External agents need to have the financial and human capacity, and an understanding of CBNRM
to play a constructive and effective role in a time-bound project intervention. A project
intervention must evolve from a top-down intervention into an autonomous CBNRM programme,
that is sustainable, and that can contribute to a process of sustainable development and
conservation after the end of a project life. In order to realise this, a project intervention must be
rigorously planned and designed. This formulation is critical to the subsequent implementation
and operation of a project. It is vital that a CBNRM addresses the key characteristics of
CBNRM, and that in doing so, it delivers social, economic and environmental development to the
targeted community.
Analysis of the Tchuma Tchato project at Bawa has elucidated that the project is floundering.

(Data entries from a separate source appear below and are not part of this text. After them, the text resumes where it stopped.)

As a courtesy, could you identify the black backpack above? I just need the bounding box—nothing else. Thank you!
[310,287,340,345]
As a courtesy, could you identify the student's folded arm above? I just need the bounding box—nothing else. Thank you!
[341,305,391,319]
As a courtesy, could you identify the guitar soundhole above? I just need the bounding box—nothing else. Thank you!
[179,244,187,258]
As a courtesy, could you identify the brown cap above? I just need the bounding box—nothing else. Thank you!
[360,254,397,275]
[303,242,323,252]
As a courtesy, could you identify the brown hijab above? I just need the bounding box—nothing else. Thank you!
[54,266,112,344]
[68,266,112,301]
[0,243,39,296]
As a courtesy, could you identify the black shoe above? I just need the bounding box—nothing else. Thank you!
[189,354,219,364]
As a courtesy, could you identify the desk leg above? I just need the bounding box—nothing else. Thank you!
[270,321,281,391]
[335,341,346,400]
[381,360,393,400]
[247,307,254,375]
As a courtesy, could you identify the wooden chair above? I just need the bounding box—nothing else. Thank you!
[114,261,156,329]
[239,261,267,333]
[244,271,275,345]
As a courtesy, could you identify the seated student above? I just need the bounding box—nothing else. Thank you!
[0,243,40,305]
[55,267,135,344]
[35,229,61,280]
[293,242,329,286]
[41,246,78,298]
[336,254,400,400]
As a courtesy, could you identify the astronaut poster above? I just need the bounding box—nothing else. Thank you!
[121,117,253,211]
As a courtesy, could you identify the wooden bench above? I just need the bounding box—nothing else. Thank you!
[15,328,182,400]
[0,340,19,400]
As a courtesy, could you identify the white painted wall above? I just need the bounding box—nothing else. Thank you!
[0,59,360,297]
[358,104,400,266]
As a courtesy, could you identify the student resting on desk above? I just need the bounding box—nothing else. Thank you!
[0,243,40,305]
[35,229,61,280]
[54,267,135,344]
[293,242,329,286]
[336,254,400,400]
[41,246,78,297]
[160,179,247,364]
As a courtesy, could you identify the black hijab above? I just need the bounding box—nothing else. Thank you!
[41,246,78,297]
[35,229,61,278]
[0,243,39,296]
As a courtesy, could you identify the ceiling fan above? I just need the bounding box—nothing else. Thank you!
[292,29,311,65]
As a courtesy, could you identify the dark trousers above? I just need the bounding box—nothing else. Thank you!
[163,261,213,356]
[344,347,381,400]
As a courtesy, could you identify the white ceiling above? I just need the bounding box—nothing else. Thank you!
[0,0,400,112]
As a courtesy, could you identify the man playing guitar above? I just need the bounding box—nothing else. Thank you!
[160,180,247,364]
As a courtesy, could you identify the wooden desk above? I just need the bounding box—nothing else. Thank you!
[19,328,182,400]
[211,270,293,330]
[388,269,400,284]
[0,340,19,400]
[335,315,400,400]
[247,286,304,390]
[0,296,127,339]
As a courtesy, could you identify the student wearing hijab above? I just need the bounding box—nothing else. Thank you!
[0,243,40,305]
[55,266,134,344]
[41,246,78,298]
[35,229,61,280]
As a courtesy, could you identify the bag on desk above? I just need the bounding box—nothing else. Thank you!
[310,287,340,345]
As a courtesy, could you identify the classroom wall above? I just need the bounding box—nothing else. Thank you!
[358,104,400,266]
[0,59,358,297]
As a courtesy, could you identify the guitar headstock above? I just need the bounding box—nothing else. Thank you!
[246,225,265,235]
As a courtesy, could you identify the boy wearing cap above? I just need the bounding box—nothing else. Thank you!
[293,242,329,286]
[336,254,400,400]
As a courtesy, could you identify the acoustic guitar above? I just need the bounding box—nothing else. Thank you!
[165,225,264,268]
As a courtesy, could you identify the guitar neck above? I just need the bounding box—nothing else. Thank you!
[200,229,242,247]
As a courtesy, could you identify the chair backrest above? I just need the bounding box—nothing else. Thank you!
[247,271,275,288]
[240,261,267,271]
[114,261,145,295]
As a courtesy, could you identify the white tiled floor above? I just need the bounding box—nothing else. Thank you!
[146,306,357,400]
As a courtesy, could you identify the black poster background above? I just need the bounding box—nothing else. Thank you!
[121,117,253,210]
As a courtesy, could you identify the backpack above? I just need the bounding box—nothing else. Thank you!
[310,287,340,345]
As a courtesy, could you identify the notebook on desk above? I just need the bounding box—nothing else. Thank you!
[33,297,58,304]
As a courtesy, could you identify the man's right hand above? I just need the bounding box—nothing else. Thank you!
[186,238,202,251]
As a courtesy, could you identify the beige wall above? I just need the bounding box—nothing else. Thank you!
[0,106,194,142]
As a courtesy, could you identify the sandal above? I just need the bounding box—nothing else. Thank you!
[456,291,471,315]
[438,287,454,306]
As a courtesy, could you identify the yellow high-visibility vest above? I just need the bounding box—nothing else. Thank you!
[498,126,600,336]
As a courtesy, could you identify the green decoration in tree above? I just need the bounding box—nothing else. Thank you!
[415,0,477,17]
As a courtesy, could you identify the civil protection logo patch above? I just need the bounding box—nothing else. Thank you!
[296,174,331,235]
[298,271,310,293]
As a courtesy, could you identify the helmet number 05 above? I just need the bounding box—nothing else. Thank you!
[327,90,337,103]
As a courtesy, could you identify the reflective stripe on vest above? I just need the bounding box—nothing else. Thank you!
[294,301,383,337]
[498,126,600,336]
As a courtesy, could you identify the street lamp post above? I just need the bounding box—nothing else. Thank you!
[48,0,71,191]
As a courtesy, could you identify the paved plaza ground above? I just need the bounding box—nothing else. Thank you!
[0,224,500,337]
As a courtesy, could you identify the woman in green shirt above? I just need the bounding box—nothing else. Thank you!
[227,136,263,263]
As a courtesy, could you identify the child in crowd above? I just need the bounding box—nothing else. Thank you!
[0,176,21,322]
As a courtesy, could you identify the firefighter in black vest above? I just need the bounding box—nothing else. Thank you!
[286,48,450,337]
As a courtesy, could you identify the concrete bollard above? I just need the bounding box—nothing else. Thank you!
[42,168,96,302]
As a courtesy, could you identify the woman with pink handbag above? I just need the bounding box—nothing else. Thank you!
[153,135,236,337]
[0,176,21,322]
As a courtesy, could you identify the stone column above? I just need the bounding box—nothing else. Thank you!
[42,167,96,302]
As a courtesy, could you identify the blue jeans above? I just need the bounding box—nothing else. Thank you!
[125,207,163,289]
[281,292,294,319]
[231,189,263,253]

Application of the conceptual framework to Tchuma Tchato has established causes for this. The
primary cause is a weakness in the roles played by the lead institution and external agents. The
project was not rigorously formulated. The project has not been effectively managed. The
project has failed to address the key characteristics of CBNRM, and it is not contributing to a
process of sustainable development. This analysis has facilitated the identification of remedial
actions for Tchuma Tchato at Bawa, and recommendations for future CBNRM projects have been
made.
Description
Thesis (M.Env.Dev.)-University of Natal, Pietermaritzburg, 1998.
Keywords
Natural resources--Management., Conservation of natural resources--Citizen participation., Land use, Rural--Mozambique., Natural resources--Mozambique., Theses--Environmental Science.